### Perfect Secrecy

A cryptosystem has perfect secrecy if for any message `x` and any encipherment `y`, `p(x|y)=p(x)`.

This implies that there must be for any message, cipher pair at least one key that connects them. Hence:

```    |K| >= |C| >= |P|
```
In the boundary case of equality we have the following theorem:

Theorem(Shannon perfect secrecy)
Suppose a cryptosystem with `|K|=|C|=|P|`. The cryptosystem has perfect secrecy if and only if

• each key is used with equal probability `1/|K|`,
• for every plaintext `x` and ciphertext `y` there is a unique key `k` such that `e_k(x)=y`.

Proof
Suppose perfect secrecy, i.e. `p(x|y)=p(x)` for all `x` and `y`. Unless `p(x)=0`, there must be enough keys so that any ciphertext can be decoded as a given plaintext, that is, `|K|>=|C|`, but by supposition, equality must hold. Hence there is a unique key for every `x` `y` pair.
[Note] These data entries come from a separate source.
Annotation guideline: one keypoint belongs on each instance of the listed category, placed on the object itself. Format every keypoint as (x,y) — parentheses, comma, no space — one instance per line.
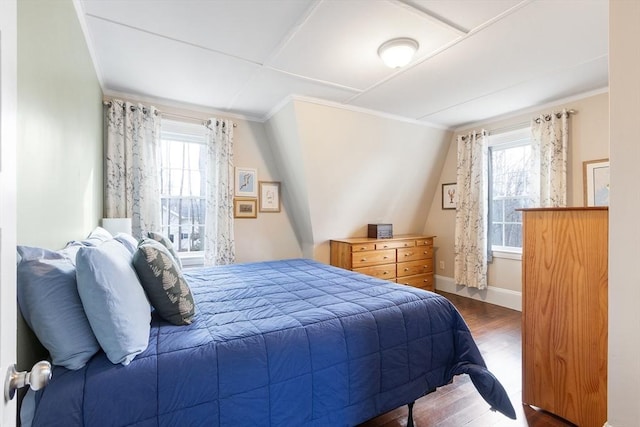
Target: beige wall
(589,140)
(59,155)
(624,232)
(352,168)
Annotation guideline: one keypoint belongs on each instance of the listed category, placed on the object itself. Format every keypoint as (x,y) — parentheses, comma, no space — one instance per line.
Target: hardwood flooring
(497,331)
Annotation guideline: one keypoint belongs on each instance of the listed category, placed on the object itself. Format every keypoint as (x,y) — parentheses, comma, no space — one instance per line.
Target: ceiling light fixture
(397,53)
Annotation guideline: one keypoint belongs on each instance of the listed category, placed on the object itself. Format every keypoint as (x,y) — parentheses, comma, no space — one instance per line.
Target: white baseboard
(492,295)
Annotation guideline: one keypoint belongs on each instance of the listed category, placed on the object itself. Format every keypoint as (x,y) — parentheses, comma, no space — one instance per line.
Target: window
(510,187)
(183,184)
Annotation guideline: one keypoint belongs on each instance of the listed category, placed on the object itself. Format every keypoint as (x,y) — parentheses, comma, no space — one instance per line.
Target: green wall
(59,153)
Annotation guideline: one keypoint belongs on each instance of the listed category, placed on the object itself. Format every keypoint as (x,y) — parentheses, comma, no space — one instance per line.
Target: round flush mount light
(397,53)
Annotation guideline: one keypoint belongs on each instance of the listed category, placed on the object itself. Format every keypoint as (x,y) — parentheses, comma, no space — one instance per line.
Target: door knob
(36,379)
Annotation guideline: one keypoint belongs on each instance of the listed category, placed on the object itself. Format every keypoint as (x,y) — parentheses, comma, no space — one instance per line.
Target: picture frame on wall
(269,196)
(246,184)
(449,195)
(244,207)
(595,178)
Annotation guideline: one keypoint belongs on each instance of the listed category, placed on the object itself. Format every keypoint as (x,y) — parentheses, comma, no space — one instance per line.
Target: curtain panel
(550,136)
(219,237)
(470,241)
(132,177)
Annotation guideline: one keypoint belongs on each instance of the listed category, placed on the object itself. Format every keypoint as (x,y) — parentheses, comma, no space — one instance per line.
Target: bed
(281,343)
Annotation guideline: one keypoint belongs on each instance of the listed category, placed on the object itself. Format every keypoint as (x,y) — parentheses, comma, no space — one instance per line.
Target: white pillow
(113,299)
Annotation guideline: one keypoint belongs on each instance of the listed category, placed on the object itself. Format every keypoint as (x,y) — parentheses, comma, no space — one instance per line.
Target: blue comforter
(283,343)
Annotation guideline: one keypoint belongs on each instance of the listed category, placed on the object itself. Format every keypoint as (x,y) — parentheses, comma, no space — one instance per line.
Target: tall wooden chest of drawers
(564,312)
(405,259)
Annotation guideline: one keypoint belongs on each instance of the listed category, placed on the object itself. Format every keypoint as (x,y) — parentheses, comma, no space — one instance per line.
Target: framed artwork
(245,208)
(269,196)
(449,195)
(595,177)
(246,183)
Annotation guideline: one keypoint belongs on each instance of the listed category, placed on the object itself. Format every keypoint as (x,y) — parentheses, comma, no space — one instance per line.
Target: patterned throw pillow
(163,282)
(167,244)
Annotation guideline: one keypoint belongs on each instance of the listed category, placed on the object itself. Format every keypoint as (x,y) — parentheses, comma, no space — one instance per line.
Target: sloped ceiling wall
(343,169)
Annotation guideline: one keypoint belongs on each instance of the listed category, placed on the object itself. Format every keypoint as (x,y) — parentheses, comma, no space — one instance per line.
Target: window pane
(513,235)
(511,215)
(183,202)
(497,211)
(496,234)
(510,190)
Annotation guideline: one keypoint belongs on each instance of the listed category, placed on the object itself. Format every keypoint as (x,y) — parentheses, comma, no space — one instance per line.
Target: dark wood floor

Suppose keys `k_1, k_2, ... ` are the unique keys such that `d_k_i(y)=x_i`. Using Bayes law:

```    p(x_i|y) = ( p(y|x_i) p(x_i) ) / p(y)
```
Using the assumption of perfect secrecy, we have:
```   p(y|x_i) = p(y)
```
hence each `k_i` must occur with the same probability

We now assume that `p(k)=1/|K|` and that there is a unique key relating any plaintext-ciphertext pair.

```    p(x|y) = ( p(y|x) p(x) ) / p(y)
```
By the uniqueness of keys, `p(y|x)=1/|K|`. We also calculate
```   p(y) = sum_k p(k) p(d_k(y))
= 1/|K| sum_k p(d_k(y))
= 1/|K| sum_x p(x)
= 1/|K|
```
Cancelling the `1/|K|` gives the result `p(x|y) = p(x)`, that is, perfect secrecy.